The country's largest pension funds kept up their crusade against Magna International Inc.'s proposed billion-dollar buyout for founder Frank Stonach on Thursday, telling a panel of judges to throw out a lower court ruling approving the deal.
The Canada Pension Plan Investment Board (CPPIB) and other major pension funds have opposed the plan and its unprecedented price tag, saying it sets an expensive precedent for other controlling shareholders in companies with dual-class share structures.
The hearing before the Ontario Divisional Court comes just days before an Aug. 31 deadline that would allow Mr. Stronach to cancel the deal to buy back his powerful multiple voting shares, which have long granted him control of Magna despite the fact that he owns less than 1 per cent of its equity.
In the original decision approving the deal, Mr. Justice Herman Wilton-Siegel of the Ontario Superior Court declared the transaction fair and balanced, citing the fact that Magna's common shareholders voted 75 per cent in favour. He also cited the stock market's apparent positive reaction to the plan.
But lawyer Benjamin Zarnett, acting for the CPPIB, argued that the judge was wrong in failing to objectively determine whether the deal's benefits offset its cost.
The decision "could have been the same even if Magna was paying $8-billion for Mr. Stronach's controlling shares, instead of $800-million," Mr. Zarnett said.
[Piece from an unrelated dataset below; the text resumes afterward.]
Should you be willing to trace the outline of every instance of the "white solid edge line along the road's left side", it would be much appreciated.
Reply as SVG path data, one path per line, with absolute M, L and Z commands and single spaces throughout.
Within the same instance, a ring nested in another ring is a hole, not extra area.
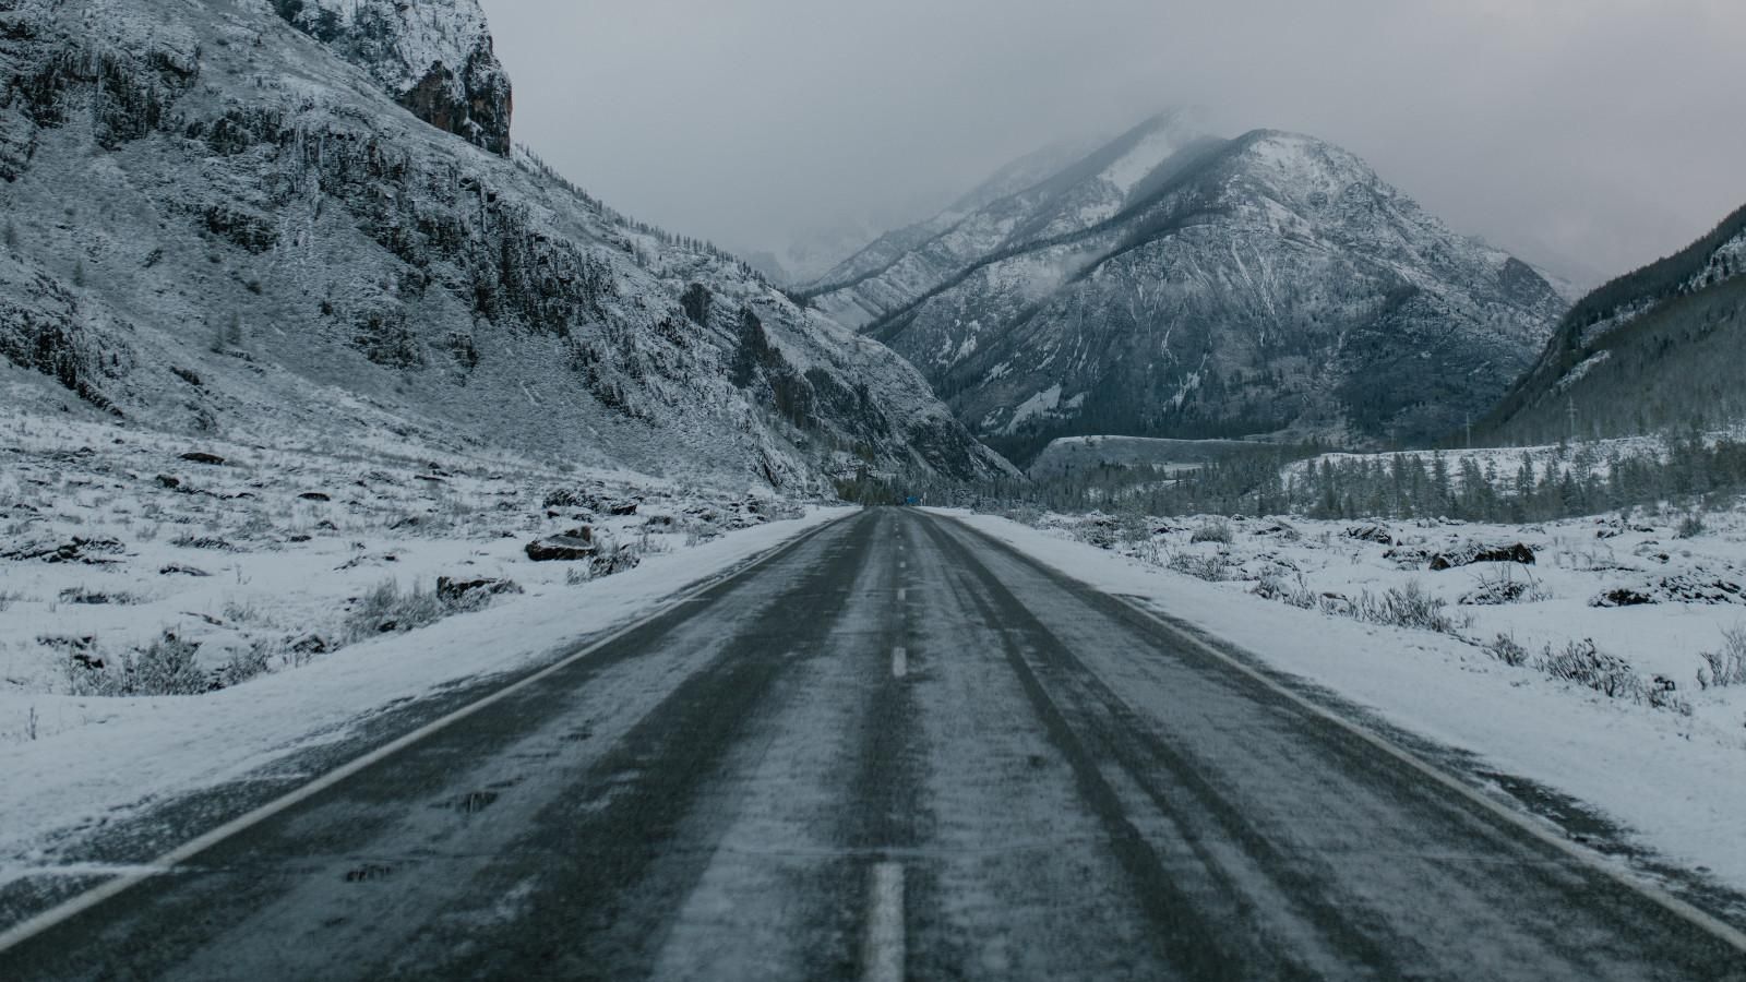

He argued the judge misinterpreted the landmark 2008 BCE Supreme Court of Canada decision, which sets out new ground rules for the approval of similar deals. The court is obligated to go beyond the shareholder vote and actually evaluate the terms of the deal, he said, because it is being imposed on a minority of shareholders who disagree.
"This is a purchase of control by Class A shareholders, but not negotiated by them, and, more importantly, crammed down on every one who didn't vote for it," Mr. Zarnett told the court. "... This is forced on people who aren't for it. And that's where the court steps in."
Magna's plan, announced in May, would see Mr. Stronach receive $300-million cash and nine million new Class A shares in Magna, in return for his multiple voting Class B shares. Based in the Class A share price the day before the deal was announced, the price is a 1,800 per cent premium for Mr. Stronach's controlling shares, with a total value of $863-million.
Mr. Stronach would remain chairman, and also receive an estimated $120-million in consulting fees over the next four years.
The Aurora ,Ont.-based Magna, an auto parts giant founded by Mr. Stronach in 1957, has vowed to "vigorously defend" its deal. The hearing was scheduled to take all day Thursday.